Esta imposición, sin embargo, no resulta demasiado estrepitosa si tenemos en cuenta el papel fundamental que deberían tener las políticas de responsabilidad social en las empresas. La perspectiva empresarial habitualmente obvia que sus actividades no solo conciernen a sus directivos, trabajadores, partícipes o accionistas, sino que a la vez tienen efectos sobre terceros, sobre otras “partes interesadas”. Estas partes son todas aquellas personas (físicas o jurídicas) que no forman parte de la empresa pero que están implicadas en su funcionamiento: las administraciones públicas (en tanto que utilizan sus infraestructuras y servicios), los contribuyentes del territorio en concreto (en la medida en que ellos son los que financian las infraestructuras y los servicios públicos que utilizan), y, por último, la gente que vive en aquellos lugares que se ven afectados por las actividades que la empresa en concreto lleva a cabo.
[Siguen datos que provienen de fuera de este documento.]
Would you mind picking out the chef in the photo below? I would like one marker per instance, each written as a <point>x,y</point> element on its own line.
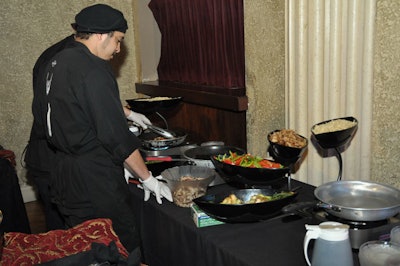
<point>86,124</point>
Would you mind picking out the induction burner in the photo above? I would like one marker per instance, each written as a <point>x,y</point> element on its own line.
<point>361,232</point>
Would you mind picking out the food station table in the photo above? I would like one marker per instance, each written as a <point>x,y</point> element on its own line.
<point>170,236</point>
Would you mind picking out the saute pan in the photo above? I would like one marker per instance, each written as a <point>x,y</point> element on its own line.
<point>152,140</point>
<point>357,200</point>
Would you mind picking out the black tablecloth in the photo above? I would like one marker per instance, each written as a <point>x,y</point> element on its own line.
<point>170,237</point>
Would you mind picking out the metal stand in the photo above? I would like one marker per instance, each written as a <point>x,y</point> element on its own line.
<point>339,157</point>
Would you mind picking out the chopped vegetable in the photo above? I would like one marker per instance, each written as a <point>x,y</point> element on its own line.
<point>247,160</point>
<point>258,198</point>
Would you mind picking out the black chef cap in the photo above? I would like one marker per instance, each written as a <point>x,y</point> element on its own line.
<point>100,18</point>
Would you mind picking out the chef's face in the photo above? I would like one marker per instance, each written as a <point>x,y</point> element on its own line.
<point>111,44</point>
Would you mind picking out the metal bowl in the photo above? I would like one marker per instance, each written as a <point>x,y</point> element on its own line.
<point>248,176</point>
<point>211,204</point>
<point>338,138</point>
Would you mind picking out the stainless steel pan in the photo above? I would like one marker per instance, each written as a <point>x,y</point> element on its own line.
<point>359,200</point>
<point>152,140</point>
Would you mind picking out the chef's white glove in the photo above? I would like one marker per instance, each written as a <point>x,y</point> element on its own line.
<point>139,119</point>
<point>154,185</point>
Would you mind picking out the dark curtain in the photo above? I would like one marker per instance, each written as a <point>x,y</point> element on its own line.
<point>202,42</point>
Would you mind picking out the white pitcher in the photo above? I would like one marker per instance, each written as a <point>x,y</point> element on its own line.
<point>332,244</point>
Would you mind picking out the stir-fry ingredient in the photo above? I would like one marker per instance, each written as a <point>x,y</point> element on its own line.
<point>247,160</point>
<point>288,138</point>
<point>257,198</point>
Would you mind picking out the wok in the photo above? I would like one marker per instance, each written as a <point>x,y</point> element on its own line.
<point>202,155</point>
<point>249,176</point>
<point>356,200</point>
<point>211,204</point>
<point>153,104</point>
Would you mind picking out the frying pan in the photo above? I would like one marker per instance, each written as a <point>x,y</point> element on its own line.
<point>151,140</point>
<point>358,200</point>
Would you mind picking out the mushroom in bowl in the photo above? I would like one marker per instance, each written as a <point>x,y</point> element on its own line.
<point>335,132</point>
<point>286,146</point>
<point>188,182</point>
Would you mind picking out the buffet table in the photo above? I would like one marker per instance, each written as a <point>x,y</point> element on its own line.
<point>171,238</point>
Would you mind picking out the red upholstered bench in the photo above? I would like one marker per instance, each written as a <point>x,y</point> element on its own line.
<point>32,249</point>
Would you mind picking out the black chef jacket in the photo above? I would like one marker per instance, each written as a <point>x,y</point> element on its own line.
<point>39,153</point>
<point>87,125</point>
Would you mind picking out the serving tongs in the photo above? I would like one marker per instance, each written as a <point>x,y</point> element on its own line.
<point>162,132</point>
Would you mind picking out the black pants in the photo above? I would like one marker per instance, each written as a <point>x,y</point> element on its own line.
<point>54,219</point>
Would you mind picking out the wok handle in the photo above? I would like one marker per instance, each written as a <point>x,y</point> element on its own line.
<point>329,207</point>
<point>159,158</point>
<point>297,207</point>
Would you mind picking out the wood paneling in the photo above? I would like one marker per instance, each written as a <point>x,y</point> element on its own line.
<point>204,115</point>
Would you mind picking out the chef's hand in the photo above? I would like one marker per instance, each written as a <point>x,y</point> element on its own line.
<point>154,185</point>
<point>139,119</point>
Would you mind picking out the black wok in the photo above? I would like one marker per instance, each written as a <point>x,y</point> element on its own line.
<point>356,200</point>
<point>211,204</point>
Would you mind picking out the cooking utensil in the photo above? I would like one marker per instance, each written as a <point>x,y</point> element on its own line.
<point>162,132</point>
<point>211,204</point>
<point>249,176</point>
<point>354,200</point>
<point>151,140</point>
<point>153,104</point>
<point>202,155</point>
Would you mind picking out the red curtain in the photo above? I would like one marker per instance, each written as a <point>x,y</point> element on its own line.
<point>202,42</point>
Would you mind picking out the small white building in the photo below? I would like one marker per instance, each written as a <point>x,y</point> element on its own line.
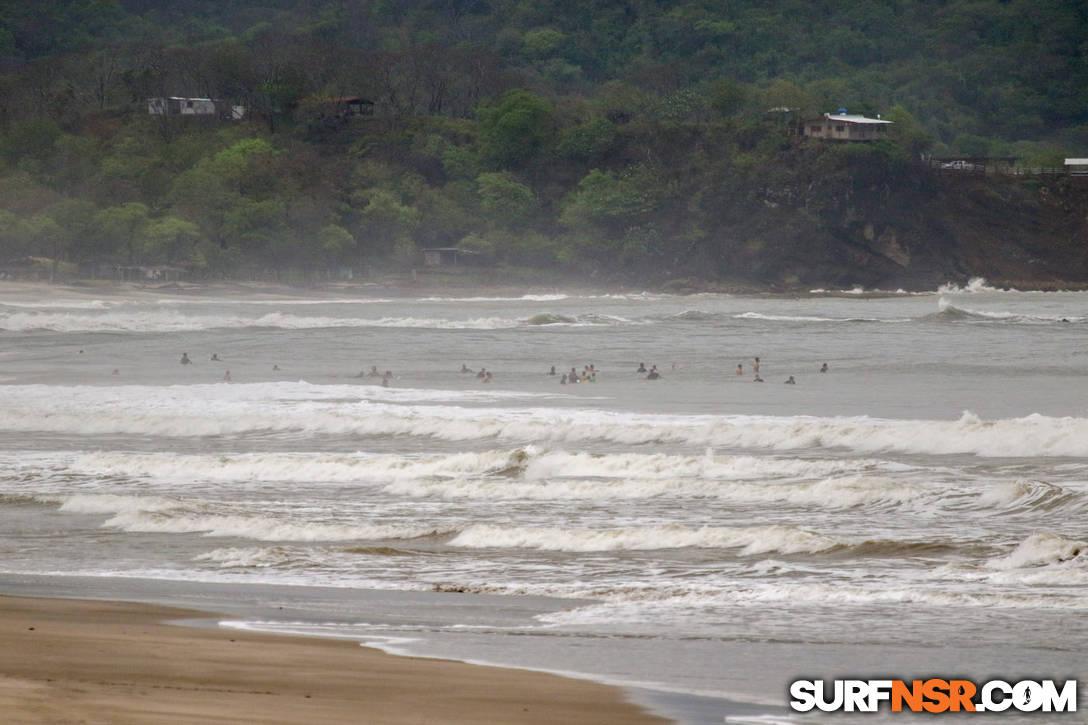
<point>845,126</point>
<point>1077,167</point>
<point>178,106</point>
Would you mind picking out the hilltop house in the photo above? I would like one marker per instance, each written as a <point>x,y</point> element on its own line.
<point>206,107</point>
<point>448,257</point>
<point>845,126</point>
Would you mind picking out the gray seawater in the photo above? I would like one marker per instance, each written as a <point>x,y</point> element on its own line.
<point>920,508</point>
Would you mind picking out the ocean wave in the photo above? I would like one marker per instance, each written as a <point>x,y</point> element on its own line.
<point>198,410</point>
<point>751,540</point>
<point>975,285</point>
<point>1043,550</point>
<point>531,474</point>
<point>804,318</point>
<point>160,515</point>
<point>172,321</point>
<point>949,312</point>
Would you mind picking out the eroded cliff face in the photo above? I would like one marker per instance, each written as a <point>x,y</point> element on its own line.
<point>905,225</point>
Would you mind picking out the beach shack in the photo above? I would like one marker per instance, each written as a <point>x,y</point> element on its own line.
<point>446,256</point>
<point>845,126</point>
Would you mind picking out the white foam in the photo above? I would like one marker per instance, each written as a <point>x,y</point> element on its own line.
<point>975,285</point>
<point>750,540</point>
<point>175,321</point>
<point>1043,550</point>
<point>195,410</point>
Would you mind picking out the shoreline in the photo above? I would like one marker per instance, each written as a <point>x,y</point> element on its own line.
<point>115,661</point>
<point>404,287</point>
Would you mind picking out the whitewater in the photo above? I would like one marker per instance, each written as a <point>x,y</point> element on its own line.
<point>920,508</point>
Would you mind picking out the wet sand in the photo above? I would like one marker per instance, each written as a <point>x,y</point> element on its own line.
<point>74,661</point>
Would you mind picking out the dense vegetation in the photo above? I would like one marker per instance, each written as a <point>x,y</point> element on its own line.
<point>621,138</point>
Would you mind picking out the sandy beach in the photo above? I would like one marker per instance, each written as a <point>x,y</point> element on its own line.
<point>74,661</point>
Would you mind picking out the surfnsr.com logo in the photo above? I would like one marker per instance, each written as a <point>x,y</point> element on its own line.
<point>934,696</point>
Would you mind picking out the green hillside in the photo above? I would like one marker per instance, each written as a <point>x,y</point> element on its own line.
<point>614,140</point>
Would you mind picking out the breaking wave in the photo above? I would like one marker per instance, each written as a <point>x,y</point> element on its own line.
<point>304,409</point>
<point>949,312</point>
<point>751,540</point>
<point>173,321</point>
<point>158,515</point>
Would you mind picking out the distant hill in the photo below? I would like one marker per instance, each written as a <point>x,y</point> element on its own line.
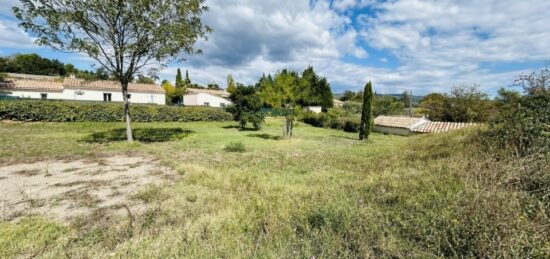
<point>416,98</point>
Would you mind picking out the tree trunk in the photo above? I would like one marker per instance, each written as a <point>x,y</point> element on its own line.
<point>127,117</point>
<point>289,122</point>
<point>366,114</point>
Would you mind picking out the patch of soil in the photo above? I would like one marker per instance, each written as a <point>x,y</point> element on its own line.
<point>66,189</point>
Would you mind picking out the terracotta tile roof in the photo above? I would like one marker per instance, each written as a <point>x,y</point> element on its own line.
<point>439,126</point>
<point>105,85</point>
<point>220,93</point>
<point>32,85</point>
<point>398,121</point>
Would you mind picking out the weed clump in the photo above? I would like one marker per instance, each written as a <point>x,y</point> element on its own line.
<point>237,147</point>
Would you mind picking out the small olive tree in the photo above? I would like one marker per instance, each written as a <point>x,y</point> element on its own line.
<point>125,37</point>
<point>366,114</point>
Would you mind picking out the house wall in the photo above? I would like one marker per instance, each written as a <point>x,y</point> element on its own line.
<point>315,109</point>
<point>31,94</point>
<point>116,96</point>
<point>201,98</point>
<point>390,130</point>
<point>88,95</point>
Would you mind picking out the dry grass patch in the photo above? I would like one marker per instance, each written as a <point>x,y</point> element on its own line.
<point>78,187</point>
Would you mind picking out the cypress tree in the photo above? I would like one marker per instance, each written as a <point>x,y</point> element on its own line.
<point>366,115</point>
<point>179,79</point>
<point>187,79</point>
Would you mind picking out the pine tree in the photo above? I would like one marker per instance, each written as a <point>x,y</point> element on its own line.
<point>366,115</point>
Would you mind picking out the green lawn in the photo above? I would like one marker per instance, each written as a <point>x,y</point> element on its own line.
<point>322,194</point>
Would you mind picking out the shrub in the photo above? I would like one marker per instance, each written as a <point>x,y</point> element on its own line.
<point>147,135</point>
<point>59,111</point>
<point>235,147</point>
<point>331,120</point>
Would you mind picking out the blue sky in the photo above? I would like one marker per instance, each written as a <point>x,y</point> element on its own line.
<point>417,45</point>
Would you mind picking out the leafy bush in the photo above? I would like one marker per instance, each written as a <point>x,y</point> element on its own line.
<point>58,111</point>
<point>235,147</point>
<point>147,135</point>
<point>518,139</point>
<point>332,120</point>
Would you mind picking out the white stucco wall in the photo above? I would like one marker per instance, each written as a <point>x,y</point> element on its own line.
<point>31,94</point>
<point>201,99</point>
<point>116,96</point>
<point>390,130</point>
<point>315,109</point>
<point>88,95</point>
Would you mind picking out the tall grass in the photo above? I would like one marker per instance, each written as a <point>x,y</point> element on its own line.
<point>321,194</point>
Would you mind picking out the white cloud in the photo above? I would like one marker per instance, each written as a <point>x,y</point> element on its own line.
<point>433,44</point>
<point>447,41</point>
<point>13,37</point>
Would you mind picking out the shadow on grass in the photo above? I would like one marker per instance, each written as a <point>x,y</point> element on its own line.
<point>345,137</point>
<point>239,128</point>
<point>146,135</point>
<point>264,136</point>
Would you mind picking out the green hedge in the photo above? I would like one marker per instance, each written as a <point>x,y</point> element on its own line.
<point>61,111</point>
<point>348,124</point>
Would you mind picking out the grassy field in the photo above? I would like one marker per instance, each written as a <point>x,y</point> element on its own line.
<point>321,194</point>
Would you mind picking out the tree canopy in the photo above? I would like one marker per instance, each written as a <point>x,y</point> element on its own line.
<point>246,106</point>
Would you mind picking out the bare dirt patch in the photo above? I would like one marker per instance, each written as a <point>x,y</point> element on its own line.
<point>63,190</point>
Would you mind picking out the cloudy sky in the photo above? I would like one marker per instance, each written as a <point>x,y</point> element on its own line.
<point>417,45</point>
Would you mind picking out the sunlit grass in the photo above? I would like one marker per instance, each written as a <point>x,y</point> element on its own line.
<point>323,193</point>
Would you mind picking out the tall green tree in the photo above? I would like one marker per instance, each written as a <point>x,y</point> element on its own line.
<point>187,82</point>
<point>171,92</point>
<point>231,86</point>
<point>366,114</point>
<point>179,79</point>
<point>280,93</point>
<point>246,106</point>
<point>313,90</point>
<point>124,37</point>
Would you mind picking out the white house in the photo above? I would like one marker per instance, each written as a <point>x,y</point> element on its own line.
<point>57,88</point>
<point>205,97</point>
<point>406,126</point>
<point>314,109</point>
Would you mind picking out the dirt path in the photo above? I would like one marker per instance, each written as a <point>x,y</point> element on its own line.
<point>62,190</point>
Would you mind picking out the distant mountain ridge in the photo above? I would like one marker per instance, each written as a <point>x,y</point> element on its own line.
<point>415,98</point>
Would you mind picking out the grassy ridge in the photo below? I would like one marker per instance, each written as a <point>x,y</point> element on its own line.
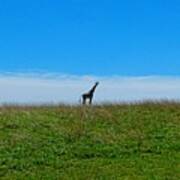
<point>103,142</point>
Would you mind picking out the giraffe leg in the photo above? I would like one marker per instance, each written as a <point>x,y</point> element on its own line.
<point>84,100</point>
<point>90,100</point>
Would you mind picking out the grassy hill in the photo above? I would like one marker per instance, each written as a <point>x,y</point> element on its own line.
<point>140,141</point>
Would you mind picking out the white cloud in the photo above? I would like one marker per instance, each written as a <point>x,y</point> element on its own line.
<point>55,88</point>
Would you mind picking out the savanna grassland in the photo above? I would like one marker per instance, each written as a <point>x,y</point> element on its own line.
<point>138,141</point>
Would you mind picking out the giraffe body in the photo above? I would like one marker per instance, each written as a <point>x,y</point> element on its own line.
<point>89,95</point>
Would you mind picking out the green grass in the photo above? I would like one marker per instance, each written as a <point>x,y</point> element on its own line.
<point>140,141</point>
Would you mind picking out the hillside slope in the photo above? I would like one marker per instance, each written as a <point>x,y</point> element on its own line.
<point>139,141</point>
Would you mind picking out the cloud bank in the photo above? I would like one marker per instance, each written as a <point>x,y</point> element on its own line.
<point>54,88</point>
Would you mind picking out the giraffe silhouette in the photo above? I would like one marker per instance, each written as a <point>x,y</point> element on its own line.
<point>90,94</point>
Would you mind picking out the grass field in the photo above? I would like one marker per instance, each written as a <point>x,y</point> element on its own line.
<point>140,141</point>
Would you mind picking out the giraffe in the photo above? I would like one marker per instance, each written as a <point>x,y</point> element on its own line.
<point>90,94</point>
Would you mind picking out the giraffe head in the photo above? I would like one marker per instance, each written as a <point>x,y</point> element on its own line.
<point>97,83</point>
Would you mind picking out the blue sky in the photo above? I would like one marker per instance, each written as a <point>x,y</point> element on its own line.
<point>96,37</point>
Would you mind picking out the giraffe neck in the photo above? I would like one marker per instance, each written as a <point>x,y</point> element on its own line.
<point>93,89</point>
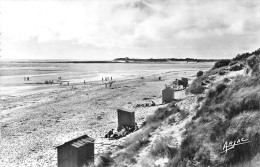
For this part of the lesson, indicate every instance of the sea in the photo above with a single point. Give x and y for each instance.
(14, 74)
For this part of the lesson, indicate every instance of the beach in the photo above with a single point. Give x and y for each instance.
(34, 124)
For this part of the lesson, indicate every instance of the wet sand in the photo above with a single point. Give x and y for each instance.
(34, 124)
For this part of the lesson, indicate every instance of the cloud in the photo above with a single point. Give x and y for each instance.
(133, 23)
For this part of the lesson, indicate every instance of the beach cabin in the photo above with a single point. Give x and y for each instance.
(125, 117)
(77, 152)
(185, 82)
(167, 95)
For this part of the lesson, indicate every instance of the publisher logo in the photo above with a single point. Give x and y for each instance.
(228, 145)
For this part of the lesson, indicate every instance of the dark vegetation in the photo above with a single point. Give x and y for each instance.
(244, 56)
(221, 63)
(200, 73)
(229, 112)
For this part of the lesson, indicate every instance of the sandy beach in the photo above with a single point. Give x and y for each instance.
(33, 125)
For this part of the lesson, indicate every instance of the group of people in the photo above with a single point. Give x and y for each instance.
(107, 79)
(146, 104)
(26, 78)
(123, 132)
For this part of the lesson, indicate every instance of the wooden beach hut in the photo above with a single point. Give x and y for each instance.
(185, 82)
(125, 118)
(167, 95)
(77, 152)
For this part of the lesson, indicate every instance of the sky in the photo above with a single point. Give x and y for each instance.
(108, 29)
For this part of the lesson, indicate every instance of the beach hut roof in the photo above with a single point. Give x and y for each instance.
(79, 142)
(123, 109)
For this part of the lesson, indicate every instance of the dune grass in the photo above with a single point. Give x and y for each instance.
(229, 112)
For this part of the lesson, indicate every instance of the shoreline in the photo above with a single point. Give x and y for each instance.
(33, 125)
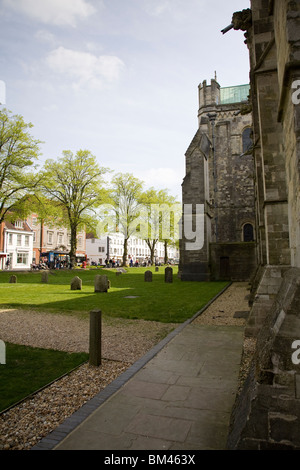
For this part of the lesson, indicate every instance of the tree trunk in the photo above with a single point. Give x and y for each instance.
(166, 251)
(125, 251)
(73, 246)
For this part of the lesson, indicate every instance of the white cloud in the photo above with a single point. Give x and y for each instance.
(162, 178)
(58, 12)
(45, 37)
(85, 68)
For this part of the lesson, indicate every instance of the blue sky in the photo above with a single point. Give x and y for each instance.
(118, 77)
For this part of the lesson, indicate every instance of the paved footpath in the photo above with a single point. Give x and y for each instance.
(178, 397)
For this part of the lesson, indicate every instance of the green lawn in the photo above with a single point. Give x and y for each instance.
(156, 301)
(29, 369)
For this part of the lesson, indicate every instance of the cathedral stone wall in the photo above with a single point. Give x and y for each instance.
(219, 175)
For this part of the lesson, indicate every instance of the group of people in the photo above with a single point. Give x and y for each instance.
(112, 263)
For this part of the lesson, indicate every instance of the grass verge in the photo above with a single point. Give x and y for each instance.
(28, 369)
(129, 296)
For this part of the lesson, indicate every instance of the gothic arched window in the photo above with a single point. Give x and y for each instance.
(246, 138)
(248, 233)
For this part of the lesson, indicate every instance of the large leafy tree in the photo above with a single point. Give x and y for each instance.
(75, 184)
(162, 215)
(125, 198)
(19, 152)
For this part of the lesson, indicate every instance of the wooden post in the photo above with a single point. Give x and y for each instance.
(95, 337)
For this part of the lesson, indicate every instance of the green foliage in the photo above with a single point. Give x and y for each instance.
(74, 183)
(156, 301)
(18, 152)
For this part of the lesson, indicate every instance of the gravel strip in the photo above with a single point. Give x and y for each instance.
(123, 342)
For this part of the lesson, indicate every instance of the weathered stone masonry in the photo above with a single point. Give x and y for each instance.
(267, 412)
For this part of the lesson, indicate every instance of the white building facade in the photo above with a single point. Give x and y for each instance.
(111, 247)
(18, 245)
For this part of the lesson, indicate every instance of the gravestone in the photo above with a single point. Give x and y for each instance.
(76, 283)
(101, 283)
(168, 274)
(95, 338)
(45, 276)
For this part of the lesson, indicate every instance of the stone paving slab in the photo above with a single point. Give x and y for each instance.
(180, 400)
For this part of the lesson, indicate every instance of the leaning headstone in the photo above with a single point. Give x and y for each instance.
(13, 279)
(45, 276)
(101, 283)
(168, 274)
(76, 283)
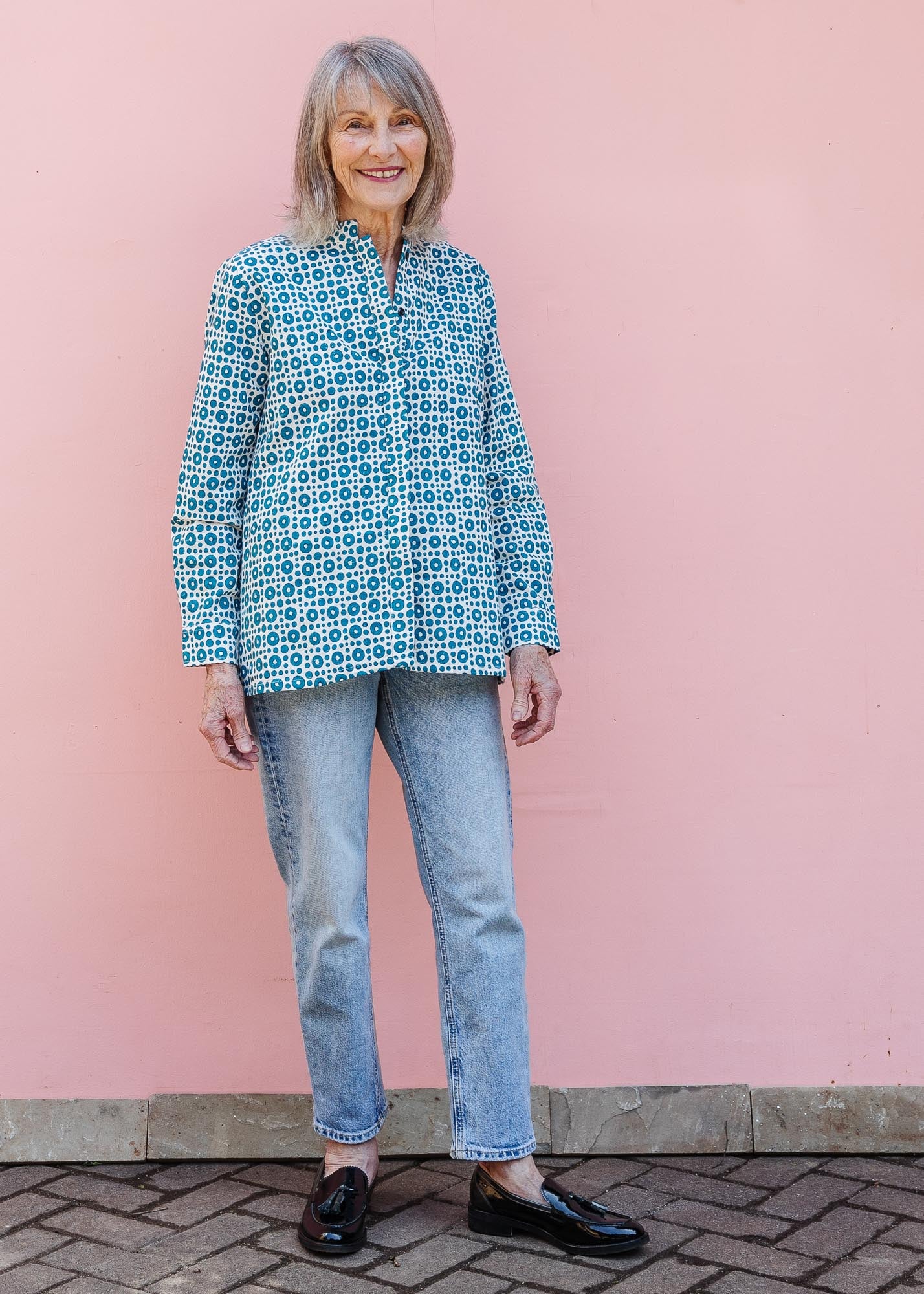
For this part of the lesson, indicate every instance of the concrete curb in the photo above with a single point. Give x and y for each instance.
(696, 1120)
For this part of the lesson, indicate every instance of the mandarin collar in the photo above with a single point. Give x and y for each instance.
(347, 235)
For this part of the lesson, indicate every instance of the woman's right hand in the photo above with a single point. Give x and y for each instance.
(225, 721)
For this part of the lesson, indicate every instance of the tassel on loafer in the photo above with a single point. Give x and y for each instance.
(569, 1221)
(335, 1221)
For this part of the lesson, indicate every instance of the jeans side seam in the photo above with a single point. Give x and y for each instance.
(275, 782)
(438, 913)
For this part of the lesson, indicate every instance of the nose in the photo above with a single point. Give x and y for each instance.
(382, 144)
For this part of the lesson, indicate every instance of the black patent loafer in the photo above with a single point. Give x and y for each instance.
(335, 1221)
(569, 1221)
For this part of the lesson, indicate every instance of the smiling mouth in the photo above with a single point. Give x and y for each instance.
(384, 174)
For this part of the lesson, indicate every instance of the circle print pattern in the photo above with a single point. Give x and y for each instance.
(357, 490)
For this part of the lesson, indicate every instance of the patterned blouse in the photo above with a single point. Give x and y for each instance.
(357, 491)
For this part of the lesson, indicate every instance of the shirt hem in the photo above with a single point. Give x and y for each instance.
(345, 676)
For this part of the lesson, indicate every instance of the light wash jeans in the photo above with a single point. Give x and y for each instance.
(445, 736)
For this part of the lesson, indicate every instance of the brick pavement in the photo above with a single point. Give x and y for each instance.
(732, 1225)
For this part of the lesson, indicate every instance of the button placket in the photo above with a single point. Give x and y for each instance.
(394, 364)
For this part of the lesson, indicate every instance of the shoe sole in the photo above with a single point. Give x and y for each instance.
(322, 1247)
(491, 1225)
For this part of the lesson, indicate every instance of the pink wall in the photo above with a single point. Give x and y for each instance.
(703, 223)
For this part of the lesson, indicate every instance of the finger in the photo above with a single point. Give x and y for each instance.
(522, 688)
(240, 736)
(542, 721)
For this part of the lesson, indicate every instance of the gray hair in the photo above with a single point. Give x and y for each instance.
(314, 214)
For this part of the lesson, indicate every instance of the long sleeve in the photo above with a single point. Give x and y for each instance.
(523, 549)
(208, 520)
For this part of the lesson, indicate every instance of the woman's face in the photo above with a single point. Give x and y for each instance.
(377, 151)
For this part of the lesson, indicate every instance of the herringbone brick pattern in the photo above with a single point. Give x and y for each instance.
(732, 1225)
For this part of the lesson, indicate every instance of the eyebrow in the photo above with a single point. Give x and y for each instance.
(363, 112)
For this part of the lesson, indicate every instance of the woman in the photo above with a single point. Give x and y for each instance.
(359, 545)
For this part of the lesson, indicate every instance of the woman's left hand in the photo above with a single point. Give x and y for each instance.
(533, 677)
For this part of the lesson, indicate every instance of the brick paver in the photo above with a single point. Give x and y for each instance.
(724, 1225)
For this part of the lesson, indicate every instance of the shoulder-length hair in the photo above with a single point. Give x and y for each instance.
(358, 64)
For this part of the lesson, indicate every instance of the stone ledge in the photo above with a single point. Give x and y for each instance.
(706, 1120)
(693, 1120)
(41, 1130)
(851, 1120)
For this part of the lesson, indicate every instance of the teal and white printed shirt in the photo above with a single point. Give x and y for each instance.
(357, 491)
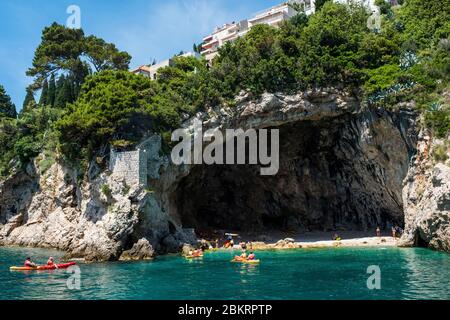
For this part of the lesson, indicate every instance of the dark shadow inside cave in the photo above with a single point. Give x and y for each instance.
(330, 178)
En este sentido, la legislación catalana ya otorga competencias a los municipios para promover la responsabilidad social por parte de las empresas privadas. En concreto, el artículo 17.3 de la Ley 18/2007 del derecho a la vivienda establece que la edificación de uso residencial –sea nueva construcción o rehabilitación de edificios– se pueda destinar total o parcialmente a viviendas de protección oficial. Por lo que el legislador ya contemplaba entonces la posibilidad de imponer parámetros a una actividad empresarial despegada de las necesidades sociales en materia de vivienda.

Desde hace décadas, la responsabilidad social –y medioambiental– de la empresa, se impuso como un criterio esencial para la buena dirección empresarial. El empresario debía incluir en su plan estratégico a los agentes sociales interesados en su actividad, con el objetivo de evitar conductas irresponsables que les perjudicaran el desarrollo de su actividad económica: mala reputación, protestas constantes, litigios jurídicos, mala relación con las administraciones, etc.

Entonces, ¿Por qué una medida que promueva la responsabilidad social tiene que resultar menos lucrativa para el sector empresarial? Dicho de otra forma, ¿Por qué la rentabilidad tiene que calcularse exclusivamente en términos económicos cuando beneficia a un gran sector de la población? Salir de la perspectiva exclusivamente técnica y empresarial también puede traducirse en beneficios mucho más durables, coherentes y, sobretodo, socialmente responsables para los promotores, constructores e inversores de la ciudad. Sacrificar una pequeña cantidad de su rentabilidad a favor de aumentar una vivienda digna y asequible para una mayor cantidad de vecinos en Barcelona puede resultar en crecientes beneficios a largo plazo. Bien haría el sector empresarial en aprovechar esta oportunidad para que la sociedad vuelva a recuperar la confianza en un sector que perdió mucha credibilidad desde la crisis de 2008.